I didn’t have to change my code much to make it async.

Any other code using the Article class would work as before, without knowing it’s asynchronous. Is this what people mean by it having no function colors?

It’s very scalable.

Given that you have an I/O bound problem, you can easily add more tasks to run concurrently and they’re lightweight (orders of magnitude lighter than Threads).

It is the “official” gem for this kind of problem

It looks like Matz himself invited the gem to core Ruby, but I couldn’t find where/when this happened. Samuel Williams, the author, is a core contributor to Ruby and has merged the fiber scheduler interface in Ruby 3.0.

The bad

The docs are… lacking

Documentation and examples are scarce. The guides are brief, and this blog post was one of the only examples I could find.

Sometimes I needed to dig into the code to understand how to use it, which is not an unusual thing to do, but it’s not ideal for simple use cases. I often had questions I couldn’t find answers to in the docs, like:

  • Why use Async { }.wait vs Sync { }? The documentation says they’re “very similar”, which leaves me wondering where would they differ.
  • What’s the difference (if any) between nested Async blocks and using Async { |task| task.async { ... } }?
  • Why use Async::Barrier vs multiple waits?

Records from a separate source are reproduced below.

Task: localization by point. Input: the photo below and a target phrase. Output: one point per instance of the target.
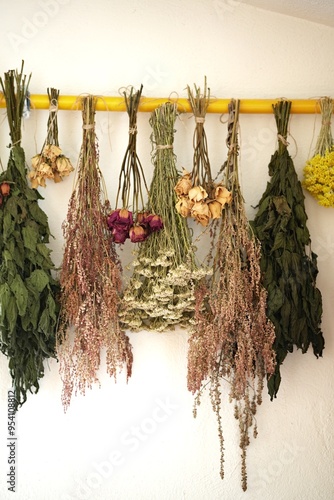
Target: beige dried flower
(223, 195)
(215, 208)
(201, 212)
(184, 206)
(184, 184)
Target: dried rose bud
(121, 217)
(138, 234)
(119, 236)
(35, 161)
(5, 188)
(63, 165)
(141, 217)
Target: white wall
(94, 451)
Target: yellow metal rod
(149, 104)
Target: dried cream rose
(51, 152)
(215, 209)
(45, 170)
(184, 206)
(197, 193)
(35, 161)
(57, 177)
(223, 195)
(64, 165)
(201, 212)
(184, 184)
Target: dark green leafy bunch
(28, 306)
(288, 264)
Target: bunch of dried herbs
(232, 338)
(28, 290)
(198, 195)
(288, 264)
(160, 293)
(51, 163)
(319, 170)
(90, 277)
(131, 221)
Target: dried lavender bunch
(160, 293)
(90, 277)
(232, 338)
(123, 222)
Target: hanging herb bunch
(51, 163)
(288, 265)
(131, 221)
(319, 170)
(199, 196)
(232, 338)
(28, 291)
(90, 277)
(160, 293)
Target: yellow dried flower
(63, 166)
(223, 195)
(319, 178)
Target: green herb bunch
(28, 290)
(160, 293)
(232, 338)
(288, 264)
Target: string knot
(282, 139)
(164, 146)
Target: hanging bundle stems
(288, 265)
(28, 291)
(232, 338)
(319, 170)
(90, 277)
(198, 196)
(123, 222)
(161, 290)
(50, 163)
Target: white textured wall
(139, 441)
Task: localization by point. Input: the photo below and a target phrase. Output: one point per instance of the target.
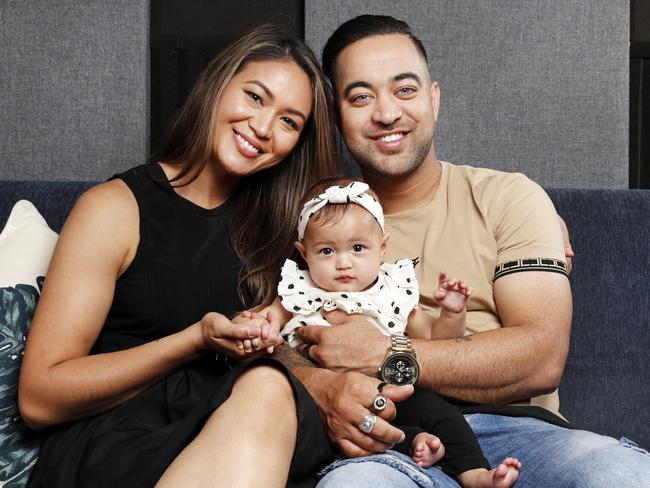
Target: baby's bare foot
(427, 449)
(506, 473)
(503, 476)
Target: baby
(342, 240)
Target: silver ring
(367, 423)
(304, 352)
(379, 403)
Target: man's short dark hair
(359, 28)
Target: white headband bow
(355, 192)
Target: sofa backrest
(606, 384)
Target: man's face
(388, 104)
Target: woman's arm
(59, 381)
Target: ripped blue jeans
(551, 457)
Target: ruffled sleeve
(401, 291)
(297, 291)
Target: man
(468, 222)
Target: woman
(120, 361)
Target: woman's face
(261, 115)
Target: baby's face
(344, 255)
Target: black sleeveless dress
(184, 267)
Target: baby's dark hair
(332, 212)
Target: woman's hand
(270, 326)
(247, 335)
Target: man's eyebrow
(269, 94)
(355, 84)
(408, 75)
(364, 84)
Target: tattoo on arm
(464, 339)
(291, 359)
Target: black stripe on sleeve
(530, 264)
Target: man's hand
(353, 345)
(344, 399)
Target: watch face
(400, 369)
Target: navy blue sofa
(606, 384)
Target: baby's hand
(427, 449)
(452, 295)
(269, 335)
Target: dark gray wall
(73, 88)
(534, 86)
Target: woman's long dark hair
(267, 202)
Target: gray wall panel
(73, 88)
(539, 87)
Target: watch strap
(401, 343)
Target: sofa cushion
(26, 245)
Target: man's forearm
(482, 369)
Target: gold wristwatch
(400, 366)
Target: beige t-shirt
(478, 219)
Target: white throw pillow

There’s indeed a call for better docs in the repo.

It’s not compatible with every library

I’m lucky my use case was covered, but if this was a Rails app, for instance, it wouldn’t be possible to use Async to run queries in parallel. It does work with Sequel, though. It’s not a problem with the gem itself, but it’s something to keep in mind.

Wrapping up

All in all, this was a fun experiment and I did get a good speedup. I think this ecosystem is promising and I’m looking forward to seeing more libraries supporting it. The biggest “problem” I had was the lack of documentation, but this is something that we, as a community, can help with.